Hans Neuenfels über Mozarts Obsession: "Die Liebe wird von ihm als Begriff vollkommen analysiert, in endlosen Zeilen und Arien variiert und intensiviert, verschoben und manchmal in Verzweiflung negiert."

Monika Rittershaus

Als Interpret und also als Regisseur müsse man zuerst einmal versuchen, "den Hauptpunkt eines Stücks zu erfassen", sagt der deutsche Regisseur Hans Neuenfels. Bei Mozart – und auch bei dessen Oper Entführung aus dem Serail, die Neuenfels an die Wiener Staatsoper in seiner Version aus dem Jahre 1998 bringt – sei eben das Hauptthema die Liebe; im Allgemeinen aber immer auch der Tod. Ein Irrtum sei es, Mozart "in gesellschaftliche oder religiöse Fragen stürzen" zu wollen. Das seien beim Komponisten der Wiener Klassik Nebenpunkte, so der Regisseur.

STANDARD: Sie haben diese "Entführung" bereits 1998 erarbeitet ...

Neuenfels: Da war ich bereits 57, die Arbeit wurde kurz vor Weihnachten unterbrochen, und ich habe zu meiner Frau gesagt: Ich werde für zumindest 14 Tage weg sein. Hätte ich bis dahin nicht das Gefühl gehabt, den Punkt getroffen zu haben, hätte ich meine Arbeit rücksichtslos weggeworfen. Ich war hundertprozentig entschlossen, aufs Ganze zu gehen – es entweder für mich zu schaffen oder es zu lassen.

STANDARD: Also eh wie immer!

Neuenfels: Na ja – ich habe ja sehr viel inszeniert, auch im Schauspiel. Da ist es mir schon passiert, dass mir ein Stück entglitten ist und ich trotzdem weitergemacht habe. Wobei es vielleicht Versuche waren, die gewisse Qualitäten hatten: Nachtasyl von Maxim Gorki etwa oder Der Balkon von Jean Genet, bei dem ich später im Film versucht habe, das aufzufangen, was ich im Theater nicht geschafft hatte.

Das waren schwierige Unternehmungen. Es ist viel auf der Strecke geblieben, bis ich zu den Arbeiten gekommen bin, die ich als gut empfinde, wie diese Entführung.

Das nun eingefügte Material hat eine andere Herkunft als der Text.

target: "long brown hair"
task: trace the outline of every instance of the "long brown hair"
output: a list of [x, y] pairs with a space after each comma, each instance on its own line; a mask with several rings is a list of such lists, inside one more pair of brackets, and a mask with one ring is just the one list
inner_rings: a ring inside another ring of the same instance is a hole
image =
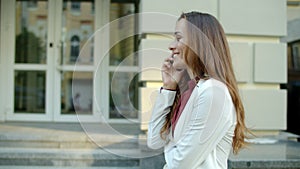
[[[187, 48], [184, 60], [195, 76], [208, 75], [226, 84], [236, 109], [237, 124], [232, 142], [236, 154], [245, 146], [244, 139], [249, 130], [245, 125], [245, 111], [234, 75], [231, 55], [224, 30], [218, 20], [210, 14], [200, 12], [183, 13], [179, 19], [187, 22]], [[175, 102], [176, 104], [176, 99]], [[174, 107], [174, 105], [173, 105]], [[171, 113], [174, 109], [171, 109]], [[170, 128], [170, 117], [161, 129], [161, 136]]]

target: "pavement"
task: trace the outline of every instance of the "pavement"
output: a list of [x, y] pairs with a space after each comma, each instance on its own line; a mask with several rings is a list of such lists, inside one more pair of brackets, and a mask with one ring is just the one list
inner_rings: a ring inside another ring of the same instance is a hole
[[[248, 140], [229, 169], [300, 169], [299, 136], [280, 132]], [[139, 124], [0, 123], [0, 169], [156, 169], [162, 150], [146, 146]]]

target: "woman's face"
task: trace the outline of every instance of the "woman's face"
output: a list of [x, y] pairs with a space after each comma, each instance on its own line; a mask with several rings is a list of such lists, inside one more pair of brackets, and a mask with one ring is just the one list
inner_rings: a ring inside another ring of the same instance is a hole
[[169, 46], [169, 49], [172, 51], [172, 56], [174, 57], [173, 67], [177, 70], [187, 68], [183, 56], [187, 42], [187, 31], [185, 22], [185, 19], [180, 19], [176, 23], [174, 33], [175, 39]]

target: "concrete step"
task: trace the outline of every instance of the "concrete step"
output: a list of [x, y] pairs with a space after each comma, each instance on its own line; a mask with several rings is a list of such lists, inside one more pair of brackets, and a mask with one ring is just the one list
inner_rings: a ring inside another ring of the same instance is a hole
[[[139, 167], [139, 150], [1, 148], [0, 166]], [[131, 156], [131, 157], [128, 157]]]
[[162, 153], [140, 149], [0, 149], [0, 169], [157, 169], [164, 164]]
[[[101, 124], [89, 124], [89, 132], [80, 124], [2, 123], [0, 147], [20, 148], [137, 148], [136, 127], [121, 125], [118, 129]], [[121, 129], [119, 129], [121, 128]], [[132, 132], [134, 131], [134, 132]], [[123, 133], [122, 133], [123, 132]], [[130, 133], [131, 132], [131, 133]]]
[[45, 166], [0, 166], [0, 169], [140, 169], [139, 167], [45, 167]]

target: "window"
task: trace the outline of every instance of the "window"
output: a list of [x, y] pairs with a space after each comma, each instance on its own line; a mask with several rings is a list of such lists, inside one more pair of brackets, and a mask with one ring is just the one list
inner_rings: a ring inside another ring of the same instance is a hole
[[77, 35], [71, 38], [71, 57], [70, 62], [76, 62], [80, 50], [80, 39]]
[[72, 11], [80, 11], [80, 2], [72, 2], [71, 9]]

Diese Arbeit würde ich als mit mir identisch bezeichnen, deshalb ergibt es für mich Sinn, sie nun noch einmal zu machen.

STANDARD: Woran erkennen Sie selbst das Gelingen?

Neuenfels: Es hat auch mit einem bestimmten Klima zu tun, auch während der Probenarbeit jetzt hatte ich ein sehr schönes und intensives Klima – trotz dieser Corona-Affäre. Ich kannte von den Sängern niemanden und von den Schauspielern nur ein paar. Wir haben jetzt, nachdem alle getestet wurden, je nach Stimmung und Empfinden manchmal mit Masken gearbeitet, aber dann auch ohne. Wir haben nicht das Gefühl, darin behindert zu sein, körperliche Prozesse durchzuführen oder einander anzufassen.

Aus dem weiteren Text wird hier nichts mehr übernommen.